Alzheimer Europe esprime "rammarico" e "profonda delusione" per il parere negativo formulato dal Comitato tecnico Chmp dell'Agenzia europea del farmaco Ema . Il no dell'Ema, che riguarda Ue, Islanda, Liechtenstein e Norvegia, sottolinea l'associazione in una nota, "significa che gli europei con malattia di Alzheimer in fase iniziale non avranno accesso alle opzioni terapeutiche disponibili per i pazienti negli Stati Uniti e in altri Paesi".

"Le persone che vivono con la malattia di Alzheimer e le loro famiglie nutrivano grandi speranze e aspettative riguardo all'introduzione di nuove opzioni terapeutiche in Europa", scrive Alzheimer Europe, ricordando che la Fda statunitense ha concesso l'approvazione a lecanemab un anno fa, nel luglio 2023, dopo che un comitato consultivo ha riconosciuto in modo unanime l'efficacia clinica del farmaco per il quale le principali assicurazioni Usa, fra cui Medicare, hanno garantito "un'ampia copertura" nei pazienti idonei a riceverlo. Hanno dato il via libera al trattamento anche le autorità regolatorie di Giappone (25 settembre 2023), Cina (3 gennaio), Corea del Sud (27 maggio), Hong Kong (11 luglio) e Israele (12 luglio), elenca l'associazione, mentre in Europa si attendono ancora i pronunciamenti degli enti regolatori svizzero e britannico, che Alzheimer Europe auspica positivi.
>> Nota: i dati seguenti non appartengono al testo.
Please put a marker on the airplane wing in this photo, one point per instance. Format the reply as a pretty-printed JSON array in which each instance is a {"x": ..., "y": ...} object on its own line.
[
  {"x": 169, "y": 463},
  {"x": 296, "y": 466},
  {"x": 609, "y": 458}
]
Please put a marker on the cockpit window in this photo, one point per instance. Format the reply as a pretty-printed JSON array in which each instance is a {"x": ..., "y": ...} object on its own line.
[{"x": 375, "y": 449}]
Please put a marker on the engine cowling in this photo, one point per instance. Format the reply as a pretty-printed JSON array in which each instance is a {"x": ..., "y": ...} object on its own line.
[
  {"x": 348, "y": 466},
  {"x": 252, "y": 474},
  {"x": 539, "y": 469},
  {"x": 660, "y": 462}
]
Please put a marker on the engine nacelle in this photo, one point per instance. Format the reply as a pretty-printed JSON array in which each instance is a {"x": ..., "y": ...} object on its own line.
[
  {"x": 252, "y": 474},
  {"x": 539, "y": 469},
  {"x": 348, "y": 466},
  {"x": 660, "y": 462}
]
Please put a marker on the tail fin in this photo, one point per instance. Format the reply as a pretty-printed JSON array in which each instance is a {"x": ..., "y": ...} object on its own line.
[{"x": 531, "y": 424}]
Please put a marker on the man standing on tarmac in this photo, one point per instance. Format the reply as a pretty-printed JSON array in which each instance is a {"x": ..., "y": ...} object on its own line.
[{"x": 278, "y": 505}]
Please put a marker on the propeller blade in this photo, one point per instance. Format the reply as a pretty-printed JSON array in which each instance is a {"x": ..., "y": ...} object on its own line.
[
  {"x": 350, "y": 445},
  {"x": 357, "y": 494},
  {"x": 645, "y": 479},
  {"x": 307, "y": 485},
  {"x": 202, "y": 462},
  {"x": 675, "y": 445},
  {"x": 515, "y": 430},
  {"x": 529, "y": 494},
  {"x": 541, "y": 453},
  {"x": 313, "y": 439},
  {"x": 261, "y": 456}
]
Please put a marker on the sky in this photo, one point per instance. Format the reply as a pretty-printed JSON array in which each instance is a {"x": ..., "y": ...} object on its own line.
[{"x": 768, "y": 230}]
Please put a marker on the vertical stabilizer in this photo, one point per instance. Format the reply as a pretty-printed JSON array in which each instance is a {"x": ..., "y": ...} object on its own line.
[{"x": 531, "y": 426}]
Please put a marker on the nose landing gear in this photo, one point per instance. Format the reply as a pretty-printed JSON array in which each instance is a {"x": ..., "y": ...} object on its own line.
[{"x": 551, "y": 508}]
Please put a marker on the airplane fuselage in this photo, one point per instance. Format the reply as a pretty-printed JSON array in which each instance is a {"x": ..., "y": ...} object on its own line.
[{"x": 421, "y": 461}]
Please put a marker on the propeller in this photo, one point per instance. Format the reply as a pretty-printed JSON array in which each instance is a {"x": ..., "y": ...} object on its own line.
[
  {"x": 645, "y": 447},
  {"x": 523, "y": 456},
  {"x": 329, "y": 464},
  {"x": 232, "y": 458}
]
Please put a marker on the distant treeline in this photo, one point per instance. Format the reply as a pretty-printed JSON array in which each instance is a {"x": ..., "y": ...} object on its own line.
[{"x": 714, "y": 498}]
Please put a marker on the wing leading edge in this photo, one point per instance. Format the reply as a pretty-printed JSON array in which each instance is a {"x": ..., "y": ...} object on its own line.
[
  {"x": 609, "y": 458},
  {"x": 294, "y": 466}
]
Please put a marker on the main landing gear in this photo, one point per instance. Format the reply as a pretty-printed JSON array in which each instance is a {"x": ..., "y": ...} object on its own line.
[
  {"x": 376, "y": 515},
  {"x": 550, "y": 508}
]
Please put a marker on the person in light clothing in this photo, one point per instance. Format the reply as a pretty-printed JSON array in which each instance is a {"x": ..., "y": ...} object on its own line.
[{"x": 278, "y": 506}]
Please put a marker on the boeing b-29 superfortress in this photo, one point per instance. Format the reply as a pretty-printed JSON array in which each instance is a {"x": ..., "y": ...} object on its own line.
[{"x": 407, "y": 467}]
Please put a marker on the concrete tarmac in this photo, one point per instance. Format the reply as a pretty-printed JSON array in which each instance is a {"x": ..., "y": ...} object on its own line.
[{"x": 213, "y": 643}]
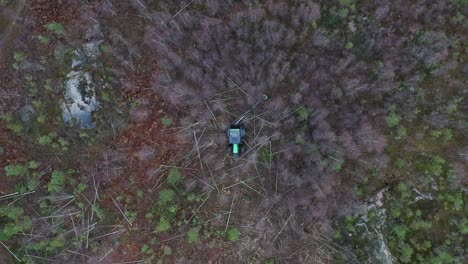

"Le persone affette da malattia di Alzheimer in Europa saranno escluse dall'accesso a lecanemab senza poter compiere scelte individuali basate su un'analisi personale del profilo rischi-benefici", rimarca l'associazione. La speranza di Alzheimer Europe è che "i risultati dal mondo reale raccolti dal registro imposto dalla Fda, o dagli studi in corso su lecanemab forniranno le evidenze scientifiche necessarie affinché i regolatori Ue riconsiderino la loro posizione".